С этим категоричным маминым заявлением надо было что-то делать. 
А надо сказать, что в те послевоенные времена, времена Юркиного детства, самым суровым наказанием было именно это:
 - Больше гулять не пойдешь!
Вся жизнь кипела во дворе, заполненном до отказа дровами, в проходах между которыми, а еще в подворотне, в подвалах и на чердаках умудрялись и строить шалаши, и играть и в карты и в футбол и в казаки-разбойники и в штандер и в прядки и в лапту. Всем во дворе командовала татарка дворничиха Фаина, которой все мы дворовые дети обязаны тем, что выросли достойными и не свихнувшимися гражданами. Она заменяла нам и воспитателей и участкового милиционера и камеры видео наблюдений.  И вот этой необыкновенной буйной жизни тебя лишали только из-за того, что ты там бегая «вспотел, как цуцик».
А кроме самого двора, недалеко был еще небольшой сквер с песочницей и четырьмя скамейками и еще довоенными очень красивыми кустами сирени. В глубине этого сквера располагалась похоронная контора, и поэтому сам сквер в народе обзывался Похоронкой. В коридоре этой самой конторы рядом с входом была установлена старая эмалированная раковина с водопроводным краном, где летом местная детвора, утоляла жажду, а осенью или весной отмывалась от грязи, перед возвращением домой. А вот зимой кран был менее востребован, но Юрка, чтобы его не ругали за то, что он является домой разгоряченный, решил воспользоваться доступной холодной водой для охлаждения и приведения себя в замерзшее состояние. Он после всех дворовых занятий, разгоряченный, шел в Похоронку и просто подставлял под струю воды свою шкирку и заливал туда немного воды, затем не спеша отправлялся домой, куда приходил замерзший, посиневший как тот же цуцик и не смущал маму своим уже совсем не разгоряченным видом.

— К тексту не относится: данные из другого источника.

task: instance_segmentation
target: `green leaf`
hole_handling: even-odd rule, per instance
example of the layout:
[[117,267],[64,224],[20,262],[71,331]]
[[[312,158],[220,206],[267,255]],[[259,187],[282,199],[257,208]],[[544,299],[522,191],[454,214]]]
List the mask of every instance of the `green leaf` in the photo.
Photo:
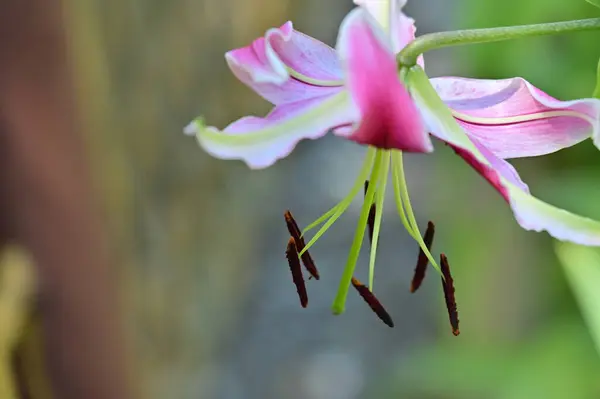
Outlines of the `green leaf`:
[[600,0],[585,0],[593,6],[600,7]]
[[555,249],[600,354],[600,252],[564,242]]

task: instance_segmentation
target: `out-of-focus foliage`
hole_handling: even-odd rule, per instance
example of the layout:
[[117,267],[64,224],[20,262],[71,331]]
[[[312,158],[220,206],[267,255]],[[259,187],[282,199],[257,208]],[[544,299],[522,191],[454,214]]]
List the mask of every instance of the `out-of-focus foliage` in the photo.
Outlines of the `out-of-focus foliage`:
[[33,265],[22,249],[9,246],[0,258],[0,398],[17,399],[12,354],[22,340],[34,290]]
[[598,62],[598,77],[596,78],[596,89],[594,90],[594,97],[600,98],[600,61]]
[[595,5],[596,7],[600,7],[600,0],[585,0],[590,4]]
[[556,253],[600,354],[600,252],[595,248],[557,243]]
[[[217,126],[264,114],[268,104],[232,76],[224,53],[317,2],[302,11],[290,0],[65,3],[143,397],[217,397],[263,278],[257,204],[280,197],[281,174],[215,160],[182,129],[199,113]],[[312,24],[342,7],[319,6]]]
[[[589,3],[600,7],[600,0],[587,0]],[[598,77],[596,78],[596,89],[594,90],[594,97],[600,98],[600,61],[598,62]]]

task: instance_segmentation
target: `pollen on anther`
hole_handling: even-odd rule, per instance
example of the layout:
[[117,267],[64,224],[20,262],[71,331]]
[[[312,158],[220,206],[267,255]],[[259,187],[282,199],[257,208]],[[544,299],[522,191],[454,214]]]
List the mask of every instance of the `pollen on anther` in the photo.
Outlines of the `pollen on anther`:
[[[298,227],[296,220],[292,216],[292,212],[290,212],[289,210],[285,211],[284,217],[285,217],[285,223],[287,225],[287,229],[288,229],[290,235],[296,241],[296,248],[298,249],[298,253],[300,253],[306,246],[304,238],[302,237],[302,232],[300,231],[300,228]],[[312,277],[314,277],[315,280],[318,280],[319,279],[319,271],[317,270],[317,266],[315,265],[315,262],[314,262],[312,256],[310,256],[310,254],[308,253],[308,251],[304,251],[304,253],[300,256],[300,258],[302,259],[302,263],[304,264],[306,271],[308,271],[308,273],[310,273],[310,275]]]
[[369,305],[371,310],[383,321],[387,326],[394,327],[394,322],[389,313],[385,310],[381,302],[369,290],[369,287],[361,283],[357,278],[352,277],[352,286],[358,291],[358,294]]
[[[425,231],[425,234],[423,235],[423,242],[425,243],[425,247],[427,248],[428,251],[431,251],[431,246],[433,245],[433,236],[435,234],[435,225],[433,224],[433,222],[429,222],[427,223],[427,230]],[[425,278],[425,272],[427,270],[427,264],[429,263],[429,259],[427,258],[427,255],[425,255],[425,252],[423,251],[423,248],[419,249],[419,257],[417,258],[417,265],[415,266],[415,274],[413,275],[413,279],[410,283],[410,292],[414,293],[416,292],[419,287],[421,286],[421,283],[423,282],[423,279]]]
[[454,280],[450,274],[450,265],[446,255],[440,255],[440,268],[442,269],[442,288],[444,289],[444,299],[446,300],[446,308],[448,309],[448,318],[452,326],[452,334],[455,336],[460,334],[458,328],[458,310],[456,308],[456,298],[454,296]]
[[[369,181],[365,180],[365,196],[367,195],[367,190],[369,190]],[[369,242],[373,243],[373,230],[375,229],[375,213],[376,213],[375,203],[371,204],[371,208],[369,208],[369,218],[367,219],[367,225],[369,226]]]
[[306,293],[306,285],[304,284],[304,276],[302,276],[302,268],[300,267],[300,259],[298,258],[298,248],[296,247],[296,240],[294,237],[290,237],[288,241],[285,257],[290,265],[292,280],[296,286],[298,297],[300,298],[300,305],[305,308],[308,305],[308,294]]

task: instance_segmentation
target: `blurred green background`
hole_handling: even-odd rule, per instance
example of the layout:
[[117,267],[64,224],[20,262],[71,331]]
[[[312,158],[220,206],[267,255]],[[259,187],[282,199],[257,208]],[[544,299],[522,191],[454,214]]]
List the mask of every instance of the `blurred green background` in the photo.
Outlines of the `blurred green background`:
[[[312,251],[323,278],[297,303],[283,211],[306,225],[345,195],[363,149],[303,142],[264,171],[210,158],[181,130],[198,114],[224,126],[269,106],[229,72],[225,51],[286,20],[329,44],[350,0],[71,0],[76,73],[96,177],[123,265],[129,337],[147,398],[353,399],[600,397],[600,357],[545,234],[521,230],[451,151],[408,157],[419,222],[438,226],[461,335],[439,280],[408,293],[417,248],[388,202],[377,292],[330,304],[358,205]],[[593,17],[562,0],[413,0],[418,33]],[[522,76],[561,99],[589,97],[600,34],[453,48],[426,55],[430,76]],[[515,166],[537,196],[600,218],[591,142]],[[361,257],[359,276],[366,275]]]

  Так что не мудрено, что он заболел и заболел серьезно. Родители испугались его высокой температурой и уложили в постель. В бреду Юрка вдруг почувствовал, что его тело вместе с одеялом стало подниматься вверх к потолку и задержалось только перед потолком. Свысока он увидел свою постель и себя в постели, но себя, какого то чужого, встревоженных родителей, сидящих у ночника и ожидающих приезда врачей. Он попытался позвать на помощь, закричал:
 - Мама! Я улетаю! Держите меня!
Но издать хоть какие-то звуки у него не получилось, он опять впал в забытье.

Аленкина мама привела Аленку навестить болеющего, когда Юрке стало намного легче. Они пришли с пирожными и, как много позже догадался лечить вкусняшками  Карлсон, лечили Юрку сладостями. Аленкина мама припомнила, что когда Юрка и Аленка познакомились в песочнице Похоронки, то Аленка играла в принцессу, а Юрка наотрез отказался быть принцем:
 - Не буду я принцем! Я – простой советский человек!
Но потом Юрка из заколки для волос сделал шпагу для игрушечного принца и согласился:
 - Принц тоже может быть человеком, простым советским человеком.

Дни рождения у Юрки и Аленке были летом, и если Юркин день рождения проходил спокойно, то Аленкин день рождения подготавливался заранее, проходил феерично со многими приглашенными как взрослыми, так и детьми. Кроме угощений и пирога с сюрпризом (маленькой монеткой, завернутой в вощеную бумажку) для будущего жениха, была обширная культурная программа с конкурсами, юмористическими загадками, с предварительно подготовленными номерами, и заканчивался этот праздник поеданием мороженного из красивых вазочек с сиропами и вареньем, а для тех, кто уходил последним были еще специальные угощения.
Готовясь ко дню рождения Аленки, дома Юрку одевали во все новое и красивое, вручали букет роз, завернутый в красивую бумагу, а поверх ее еще и в газету, каждый раз объясняли, как нужно себя вести и как поздравлять. Юрка уже хорошо знал дорогу к Аленке. Цветы он нес, как на параде несут оружие, наружную газету выкидывал в урну еще на улице,  заходил под арку, поднимался на третий этаж. До звонка Юрка еще не доставал, поэтому поворачивался спиной к входной двери и стучал в нее ногой. Дверь была старая и гулкая со старинной массивной литой латунной ручкой. Таких дверных ручек Юрка никогда и негде больше не встречал. Это была уникальная ручка, всем ручкам ручка! Эта ручка стала символом Алёнкиного дома, того что передается из поколения в поколение, того что незыблемо сохраняется неизменным, стойко служа этим поколениям и в революцию и в блокаду и во все потрясения. Потрясения, сметающие целые поколения, стирающие города и народы, но всегда что-то сохраняется и остается память, как следы на этой потертой латунной поверхности.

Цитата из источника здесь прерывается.